Título: Grampo comprova a ligação de Daniel Dantas
Autor: Vannildo Mendes
Fonte: O Estado de São Paulo, 20/03/2005, Economia, p. B8

A análise das interceptações telefônicas por ordem judicial e do material apreendido na Operação Chacal comprovou os vínculos do empresário Daniel Dantas com a Kroll. Ele e a presidente da Brasil Telecom, Carla Cico, mantinham reuniões freqüentes com os representantes da empresa de auditoria na sede do Grupo Opportunity. Os espiões Tiago Verdial e Júlia Marinho da Cunha investigavam pessoas, físicas e jurídicas, sob pretexto de avaliação de riscos empresariais, resultando em dossiês.

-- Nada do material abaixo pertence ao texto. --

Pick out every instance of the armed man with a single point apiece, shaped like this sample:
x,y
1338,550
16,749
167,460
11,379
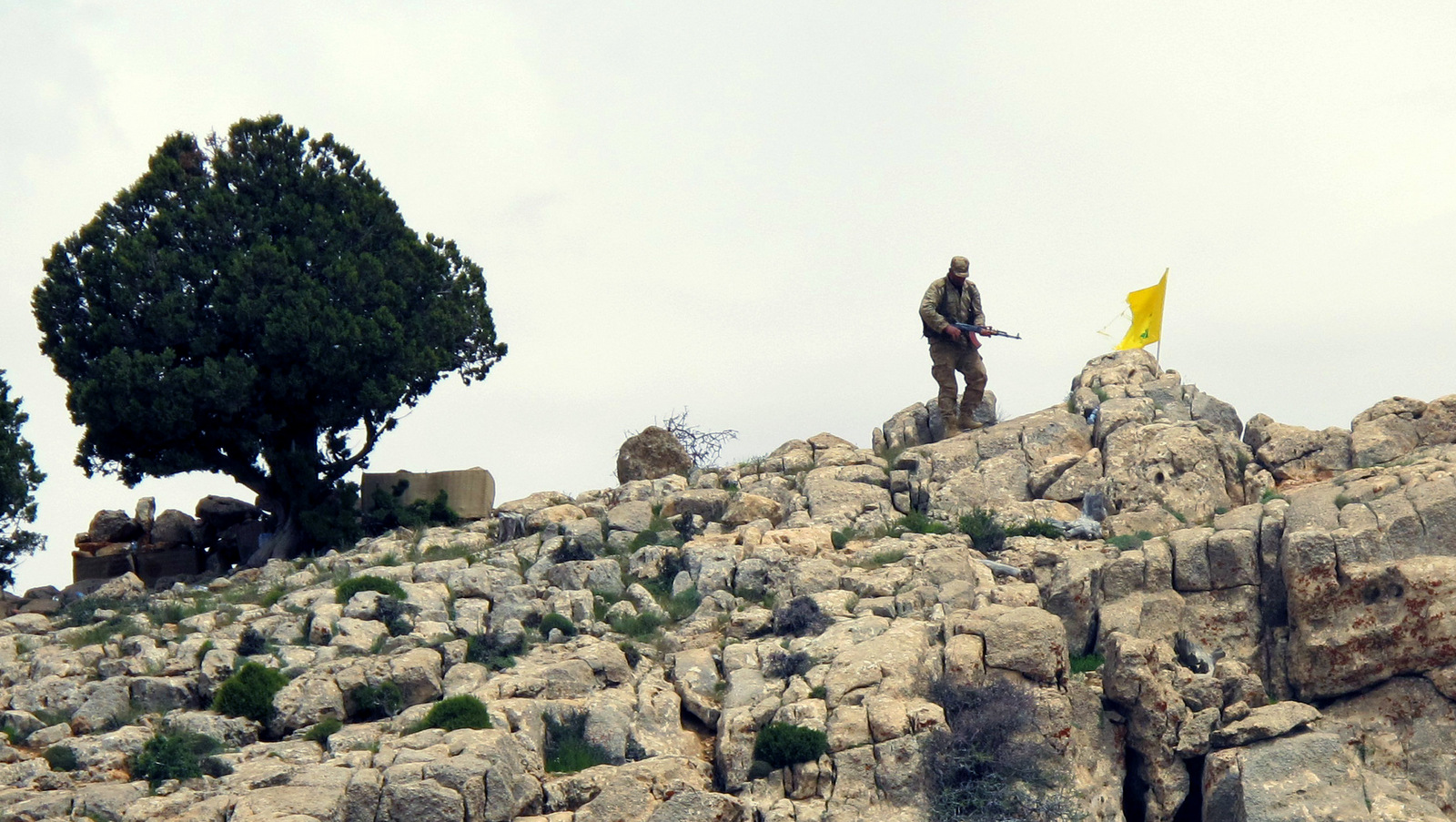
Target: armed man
x,y
948,302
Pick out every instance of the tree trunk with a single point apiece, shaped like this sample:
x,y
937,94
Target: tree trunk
x,y
288,540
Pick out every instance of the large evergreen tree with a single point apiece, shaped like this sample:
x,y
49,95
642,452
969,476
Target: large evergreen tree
x,y
18,482
257,307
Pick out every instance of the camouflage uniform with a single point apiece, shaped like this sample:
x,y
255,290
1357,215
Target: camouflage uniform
x,y
944,303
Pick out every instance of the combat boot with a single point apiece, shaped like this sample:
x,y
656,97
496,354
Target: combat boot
x,y
968,423
948,417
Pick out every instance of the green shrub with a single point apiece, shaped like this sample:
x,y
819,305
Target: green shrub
x,y
986,533
177,756
567,746
571,552
456,713
801,618
883,559
494,654
349,588
376,701
916,522
386,512
641,627
980,768
392,614
783,665
116,627
631,652
62,758
249,693
560,623
271,596
644,538
783,745
1036,528
1127,541
683,605
324,730
251,642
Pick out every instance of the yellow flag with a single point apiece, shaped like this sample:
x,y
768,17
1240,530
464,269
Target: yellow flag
x,y
1148,315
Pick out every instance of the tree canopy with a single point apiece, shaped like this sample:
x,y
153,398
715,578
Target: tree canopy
x,y
257,307
18,482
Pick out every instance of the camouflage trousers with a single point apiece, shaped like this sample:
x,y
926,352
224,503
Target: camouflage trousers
x,y
948,358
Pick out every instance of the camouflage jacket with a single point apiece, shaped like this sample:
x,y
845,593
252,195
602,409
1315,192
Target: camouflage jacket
x,y
944,303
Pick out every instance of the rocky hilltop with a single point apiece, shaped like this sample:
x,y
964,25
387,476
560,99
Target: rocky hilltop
x,y
1264,628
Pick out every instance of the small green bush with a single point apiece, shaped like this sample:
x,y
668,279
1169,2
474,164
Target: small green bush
x,y
271,596
641,627
801,618
458,713
560,623
916,522
986,533
494,654
883,559
324,730
980,766
683,605
1126,541
62,758
392,614
1036,528
783,665
783,745
567,746
349,588
251,643
631,652
376,701
177,756
386,511
571,552
644,538
249,693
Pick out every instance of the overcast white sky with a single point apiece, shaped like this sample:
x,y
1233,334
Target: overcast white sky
x,y
735,208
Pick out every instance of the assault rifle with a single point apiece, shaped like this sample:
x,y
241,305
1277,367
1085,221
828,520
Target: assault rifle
x,y
970,331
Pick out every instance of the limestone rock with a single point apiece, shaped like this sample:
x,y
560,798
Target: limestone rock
x,y
113,526
652,453
1177,467
1385,431
1298,453
1308,776
1266,722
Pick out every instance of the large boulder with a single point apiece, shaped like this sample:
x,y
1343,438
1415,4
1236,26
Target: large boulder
x,y
1385,431
1309,776
113,526
1179,467
1295,453
652,453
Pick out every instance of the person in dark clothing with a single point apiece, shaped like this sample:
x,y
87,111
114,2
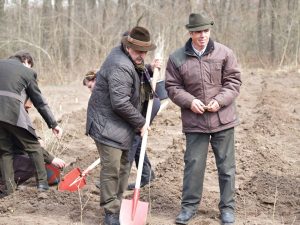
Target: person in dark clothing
x,y
203,78
18,82
114,115
148,175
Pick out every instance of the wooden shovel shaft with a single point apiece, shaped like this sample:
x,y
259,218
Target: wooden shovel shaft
x,y
145,136
83,174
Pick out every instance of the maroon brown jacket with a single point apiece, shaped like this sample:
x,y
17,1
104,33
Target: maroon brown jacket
x,y
214,75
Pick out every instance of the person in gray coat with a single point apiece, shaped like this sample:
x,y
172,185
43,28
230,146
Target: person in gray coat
x,y
18,82
203,79
114,115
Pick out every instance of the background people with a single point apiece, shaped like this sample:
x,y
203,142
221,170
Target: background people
x,y
17,83
203,79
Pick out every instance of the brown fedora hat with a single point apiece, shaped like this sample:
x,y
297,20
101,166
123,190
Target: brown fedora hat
x,y
198,22
139,39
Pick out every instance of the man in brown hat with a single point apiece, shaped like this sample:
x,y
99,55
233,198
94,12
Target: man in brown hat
x,y
114,115
203,79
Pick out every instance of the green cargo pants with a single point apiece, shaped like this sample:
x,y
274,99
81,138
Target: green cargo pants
x,y
10,136
115,170
195,163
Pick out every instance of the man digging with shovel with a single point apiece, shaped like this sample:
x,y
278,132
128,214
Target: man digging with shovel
x,y
114,115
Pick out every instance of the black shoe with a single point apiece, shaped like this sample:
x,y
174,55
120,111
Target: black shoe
x,y
184,216
43,187
111,219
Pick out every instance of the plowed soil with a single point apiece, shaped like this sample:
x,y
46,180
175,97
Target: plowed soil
x,y
267,158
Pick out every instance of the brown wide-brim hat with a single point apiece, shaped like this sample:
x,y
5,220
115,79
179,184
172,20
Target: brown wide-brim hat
x,y
139,39
198,22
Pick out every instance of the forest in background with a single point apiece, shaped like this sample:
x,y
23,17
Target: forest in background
x,y
69,37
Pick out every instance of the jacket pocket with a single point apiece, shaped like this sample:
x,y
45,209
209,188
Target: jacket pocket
x,y
215,72
116,132
227,114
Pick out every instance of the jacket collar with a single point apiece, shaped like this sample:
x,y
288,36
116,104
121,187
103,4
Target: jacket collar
x,y
189,49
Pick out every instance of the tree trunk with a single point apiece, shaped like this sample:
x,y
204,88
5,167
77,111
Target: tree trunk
x,y
71,34
272,40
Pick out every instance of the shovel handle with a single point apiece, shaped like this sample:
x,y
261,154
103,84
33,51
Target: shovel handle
x,y
92,166
145,136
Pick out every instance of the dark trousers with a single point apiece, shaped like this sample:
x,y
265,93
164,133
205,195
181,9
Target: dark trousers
x,y
10,134
115,169
195,162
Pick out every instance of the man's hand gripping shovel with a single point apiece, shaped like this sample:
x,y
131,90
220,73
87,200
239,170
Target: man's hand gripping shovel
x,y
134,212
75,179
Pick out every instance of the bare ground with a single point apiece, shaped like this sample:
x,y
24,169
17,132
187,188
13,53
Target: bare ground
x,y
267,156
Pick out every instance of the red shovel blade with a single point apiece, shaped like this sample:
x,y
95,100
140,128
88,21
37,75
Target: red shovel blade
x,y
72,181
133,212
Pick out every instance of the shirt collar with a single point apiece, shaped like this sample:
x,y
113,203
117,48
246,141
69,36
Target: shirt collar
x,y
198,53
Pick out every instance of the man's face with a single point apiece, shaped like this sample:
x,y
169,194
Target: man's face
x,y
200,38
137,56
28,65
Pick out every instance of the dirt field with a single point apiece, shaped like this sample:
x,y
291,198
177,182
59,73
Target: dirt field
x,y
267,156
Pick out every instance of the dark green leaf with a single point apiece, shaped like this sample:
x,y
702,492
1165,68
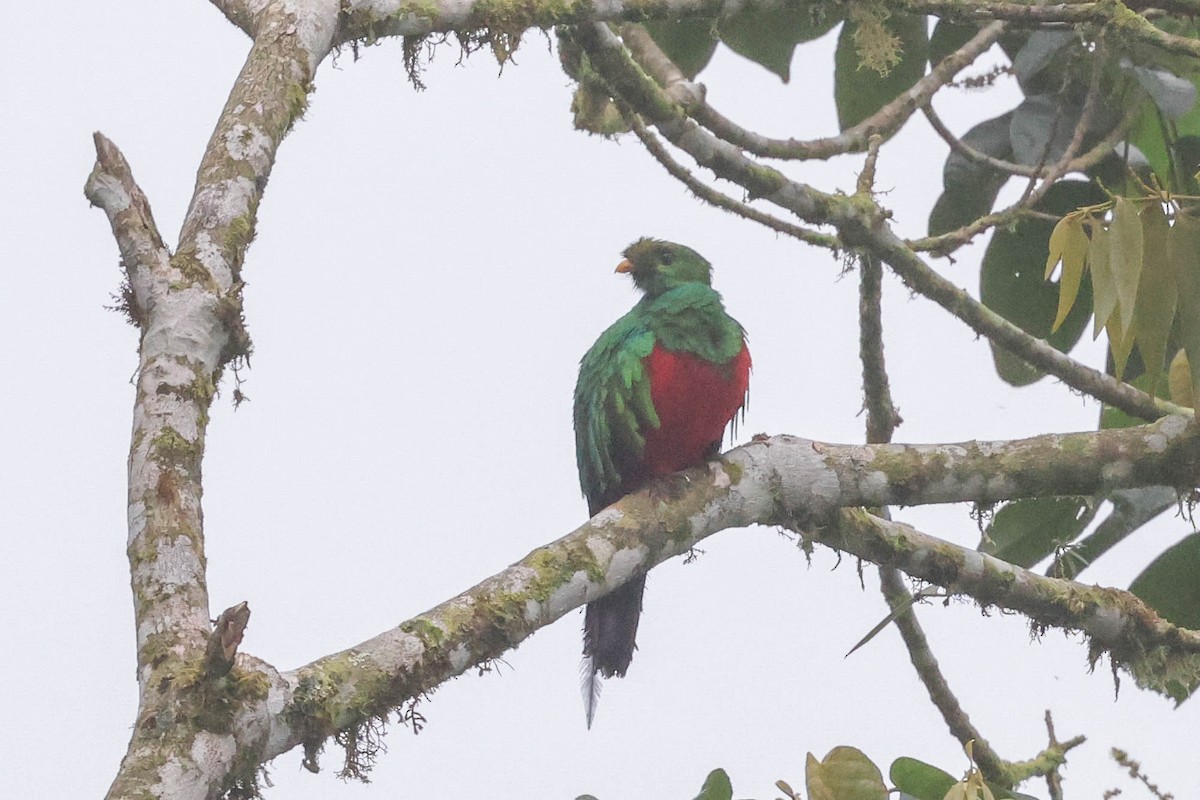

Ficou patente o acesso de Verdial a diversos bancos de dados protegidos por sigilo constitucional. "Dados protegidos por sigilo fiscal, telefônico, bancário, telemático e judicial eram obtidos sem dificuldade por Verdial e Júlia", diz o documento.

As formas de acesso a essas fontes variam desde contatos com testemunhas em ações judiciais, servidores públicos, funcionários de companhias telefônicas e provedores de internet, entre outros, caracterizando a ocorrência de crimes contra a administração pública, a administração da Justiça e a liberdade individual.

Os espiões da Kroll utilizavam métodos extremos de investigação particular, violando a legislação, conforme o relatório da PF. "A Kroll não poupava meios materiais e recursos para que Tiago e Júlia conseguissem os dados mais difíceis, considerados tecnicamente sensíveis."

O acesso a documentos sigilosos era tão costumeiro que até os protegidos por segredo de Justiça referente à própria investigação da PF foram encontrados no material apreendido. A PF não sabe quem vazou: se colaboradores da corporação ou do Judiciário, os únicos que tinham acesso.

Num diálogo com a própria mãe, Anne Marie, em maio, Verdial deixa claro o vazamento de informações da investigação da PF. Ele foi alertado por Júlia e Bill a apagar suas mensagens eletrônicas e evitar falar ao celular, conforme mensagens encontradas no material apreendido.

Em busca na casa de Anne Marie, a PF encontrou informação sob segredo de Justiça em poder da quadrilha, inclusive interceptações telefônicas feitas pela própria PF nas investigações.

A característica mais marcante da organização, segundo o relatório da PF, era a aproximação com o poder público, para obter proteção para os crimes, facilidades na obtenção de dados sigilosos ou, ao menos, tolerância em relação à atuação da quadrilha.

O relacionamento da quadrilha com o poder público se dava em dois níveis: utilização de servidores e ex-servidores públicos (policiais, fiscais, etc.) para acesso a dados restritos e aproximação com autoridades para respaldar os seus trabalhos.

Uma das autoridades citadas no material apreendido pela PF é o juiz Carlos Henrique Abrão, de São Paulo, que presidiu o processo de falência das empresas Tecnosistemi, Eudósia e Parmalat. Ele é citado por Verdial com tratamento ambíguo de "nosso glorioso Abrão", em conversa com Adelson Pugliese, uma testemunha do processo cooptada pelo espião. Em outra mensagem,o superior dos espiões Willian Peter Goodal, o Bill, alerta Verdial e Júlia sobre a necessidade de pesquisarem a situação de Luís Carlos Barros, funcionário do Tribunal de Justiça do Rio, supostamente envolvido na distribuição fraudulenta de processos.

Áudios interceptados em março mencionam também o interesse de Bill e Verdial nas decisões do magistrado. Charles Carr, membro da quadrilha na sede internacional, solicita a Júlia, por mensagem, uma lista de perguntas a serem feitas ao juiz. Apesar das tentativas de usá-lo como fonte de dados, o relatório ressalva que a situação poderia não ser do conhecimento do magistrado.